Sunday, 29 April 2012


Hoyts Distribution
Now Showing

As far as high concept films go, the idea of Nazis on the moon sounds like it should be a blast, well, at least a hoot. And if you happen to see Finnish director Timo Vuorensola's Iron Sky with the right audience, it could be.

A playful satire of right wing politics which swings unevenly between dead-on and too broad, Iron Sky is set in 2018, where Nazis have colonized the dark side of the moon. The Germans have actually been lunar-located since the latter stages of World War II, biding their time and awaiting a glorious return to Earth to establish the Fourth Reich.

Those plans are hastily brought forward with their discovery by two U.S. astronauts, one of which they take back to headquarters and who, much to everyone's Aryan surprise, turns out to be black.

James Washington (Christopher Kirby) is actually a male model, chosen for his good looks and dark complexion as part of a PR exercise to kick-start the re-election campaign of the current Palin-esque U.S. President (Stephanie Paul, who's no Tina Fey).

The Nazis are fascinated with the Earthling -- a computer the size of pack of cigarettes? -- none more so than Renate Richter (Julia Dietze), resident school teacher and Earthologist, whose knowledge of the Third Reich's history is somewhat spotty; she believes the Nazis are a peace-loving people, and Charlie Chaplin's The Dictator is a short film praising the good works of Hitler (the film's best joke).

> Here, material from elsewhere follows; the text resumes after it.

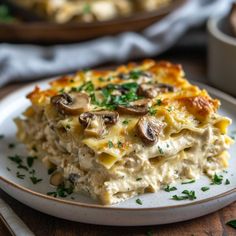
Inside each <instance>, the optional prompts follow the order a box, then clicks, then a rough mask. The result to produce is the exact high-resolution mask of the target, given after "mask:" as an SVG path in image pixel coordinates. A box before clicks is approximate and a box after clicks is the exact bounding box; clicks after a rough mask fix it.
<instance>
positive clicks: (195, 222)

But when she stows away on future Fuhrer (and husband), Klaus Adler's fact finding mission to Earth, accompanied by the now albino-ized Washington, Renate eventually has her eyes opened to the true nature of her people.

But not before Adler (Gotz Otto) is embraced by the U.S. President as a key to her re-election strategy, and literally embraced by presidential campaign manager, Vivian Wagner (Peta Sergeant). But before long, intergalactic relations sour and it's rocket ships at the ready as the U.S and the Nazis go to war -- again.

The swastika hasn't been used this prominently in film since Tarantino's Inglorious Basterds (2009), or with such reckless abandon and gleeful disrespect for the Third Reich since Mel Brooks' The Producers. Not that Iron Sky is as entertaining as either of those films; it's not even in the same galaxy, quality-wise.

Still, the film looks great. The visual effects, and particularly the models of moon bases and spacecrafts are impressive. The film recalls Star Wars in look and has a deliberate nod to John Williams' score; Ride of the Valkyries also gets a good run (you can't have Nazis without Wagner).

If only Vuorensola, and screenwriter Michael Kalesniko (working from an original idea by Johanna Sinisalo and Jarmo Puskala), had paid as much attention to honing the screenplay, sharpening the satire and finessing the performances, then Iron Sky may have hit more targets than its scatter shot approach allows for.